Summer Film Club: July

Thank you to everyone who made it to our first two films: Heart of Glass and Little Dieter Needs to Fly (and our secret, bonus, third film Lessons of Darkness).  Herzog's films are not always the easiest on first viewing, but I think as we progress, his styles and themes will become apparent and possibly even make his other films easier to understand and enjoy!

Our first film of the month of July is not only one of my favorite Herzog films, but just plain one of my favorites.  We will be watching The Enigma of Kaspar Hauser.

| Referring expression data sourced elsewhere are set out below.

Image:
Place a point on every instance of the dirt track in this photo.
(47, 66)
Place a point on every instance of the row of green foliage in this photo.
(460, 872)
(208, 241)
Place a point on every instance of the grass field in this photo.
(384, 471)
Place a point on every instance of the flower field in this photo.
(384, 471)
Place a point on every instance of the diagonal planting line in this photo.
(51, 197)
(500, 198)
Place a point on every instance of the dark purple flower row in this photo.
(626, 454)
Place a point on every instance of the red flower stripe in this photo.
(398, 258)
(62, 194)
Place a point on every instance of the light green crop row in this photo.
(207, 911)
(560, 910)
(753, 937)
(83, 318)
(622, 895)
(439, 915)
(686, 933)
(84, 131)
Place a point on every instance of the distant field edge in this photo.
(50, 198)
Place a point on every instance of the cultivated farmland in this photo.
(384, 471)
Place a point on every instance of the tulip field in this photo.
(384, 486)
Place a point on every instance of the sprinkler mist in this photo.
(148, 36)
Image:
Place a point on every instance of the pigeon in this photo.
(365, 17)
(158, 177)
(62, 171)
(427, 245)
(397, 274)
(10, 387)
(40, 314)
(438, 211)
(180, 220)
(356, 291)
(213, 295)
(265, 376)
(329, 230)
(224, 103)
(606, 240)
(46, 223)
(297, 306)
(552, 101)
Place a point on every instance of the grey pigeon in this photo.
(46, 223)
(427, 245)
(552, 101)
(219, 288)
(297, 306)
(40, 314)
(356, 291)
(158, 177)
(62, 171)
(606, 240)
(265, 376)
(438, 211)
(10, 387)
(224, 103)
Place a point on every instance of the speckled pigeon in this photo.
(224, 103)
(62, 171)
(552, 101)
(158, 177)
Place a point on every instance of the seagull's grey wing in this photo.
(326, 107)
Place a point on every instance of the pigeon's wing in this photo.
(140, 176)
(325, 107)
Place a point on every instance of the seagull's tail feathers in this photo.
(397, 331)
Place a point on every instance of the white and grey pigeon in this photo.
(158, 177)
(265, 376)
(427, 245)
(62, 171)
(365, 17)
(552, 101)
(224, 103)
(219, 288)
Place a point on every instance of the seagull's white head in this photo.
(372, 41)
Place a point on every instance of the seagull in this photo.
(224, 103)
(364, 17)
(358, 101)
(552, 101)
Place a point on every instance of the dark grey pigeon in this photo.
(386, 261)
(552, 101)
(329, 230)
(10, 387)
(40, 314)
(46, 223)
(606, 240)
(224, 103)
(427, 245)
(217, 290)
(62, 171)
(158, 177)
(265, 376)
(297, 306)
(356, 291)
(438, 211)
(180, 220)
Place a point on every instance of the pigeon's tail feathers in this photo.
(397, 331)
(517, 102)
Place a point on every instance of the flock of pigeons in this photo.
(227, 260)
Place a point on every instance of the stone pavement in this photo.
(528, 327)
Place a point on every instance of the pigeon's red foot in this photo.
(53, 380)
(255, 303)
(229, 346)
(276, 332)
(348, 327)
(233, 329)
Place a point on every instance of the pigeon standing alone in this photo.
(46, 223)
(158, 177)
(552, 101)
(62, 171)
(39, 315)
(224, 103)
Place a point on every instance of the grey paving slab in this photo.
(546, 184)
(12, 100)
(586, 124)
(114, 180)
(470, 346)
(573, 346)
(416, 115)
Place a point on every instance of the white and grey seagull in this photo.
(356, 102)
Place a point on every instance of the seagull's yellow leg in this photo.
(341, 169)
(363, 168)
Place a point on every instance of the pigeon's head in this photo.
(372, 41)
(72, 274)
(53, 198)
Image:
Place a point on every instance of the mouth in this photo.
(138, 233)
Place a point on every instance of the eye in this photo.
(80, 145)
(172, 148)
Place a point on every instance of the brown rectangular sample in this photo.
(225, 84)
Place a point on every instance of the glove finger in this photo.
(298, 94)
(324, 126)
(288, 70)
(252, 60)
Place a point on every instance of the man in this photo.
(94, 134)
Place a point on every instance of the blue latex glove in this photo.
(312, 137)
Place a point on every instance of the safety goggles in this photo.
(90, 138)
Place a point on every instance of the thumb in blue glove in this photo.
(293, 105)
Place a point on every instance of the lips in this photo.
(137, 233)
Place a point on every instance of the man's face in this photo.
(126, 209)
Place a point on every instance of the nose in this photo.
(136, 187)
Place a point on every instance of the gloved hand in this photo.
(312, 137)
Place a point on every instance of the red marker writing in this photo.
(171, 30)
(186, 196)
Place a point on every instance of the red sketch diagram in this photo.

The Enigma of Kaspar Hauser follows Kaspar Hauser (portrayed by Bruno Schleinstein), who lived the first seventeen years of his life chained in a tiny cellar with only a toy horse to occupy his time, devoid of all human contact except for a man, wearing a black overcoat and top hat, who feeds him.  One day, in 1828, the same man takes Hauser out of his cell, teaches him a few phrases, and how to walk, before leaving him in the town of Nuremberg.  Hauser becomes the subject of much curiosity, and is exhibited in a circus before being rescued by Herr Daumer (Walter Ladengast), who patiently attempts to transform him.  The film follows the real story of Kaspar Hauser quite closely, using the text of actual letters found with Hauser, and following many details in the opening sequence of Hauser's confinement and release.

The film holds a 95% on Rotten Tomatoes and Roger Ebert awarded the film 4/4 stars, and added it to his list of Great Movies.  In his review, he said this of the film, "Werner Herzog's films do not depend on "acting" in the conventional sense.  He is most content when he finds an actor who embodies the essence of a character, and he studies that essence with a fascinated intensity.  In Herzog, the line between fact and fiction is a shifting one.  He cares not for accuracy but for effect, for a transcendent ecstasy.  "Kaspar Hauser" tells its story not as a narrative about its hero, but as a mosaic of striking behavior and images: A line of penitents struggling up a hillside, a desert caravan led by a blind man, a stork capturing a worm.  These images are unrelated to Kaspar except in the way they reflect and illuminate his struggle.  The last thing Herzog is interested in is "solving" this lonely man's mystery.  It is the mystery that attracts him."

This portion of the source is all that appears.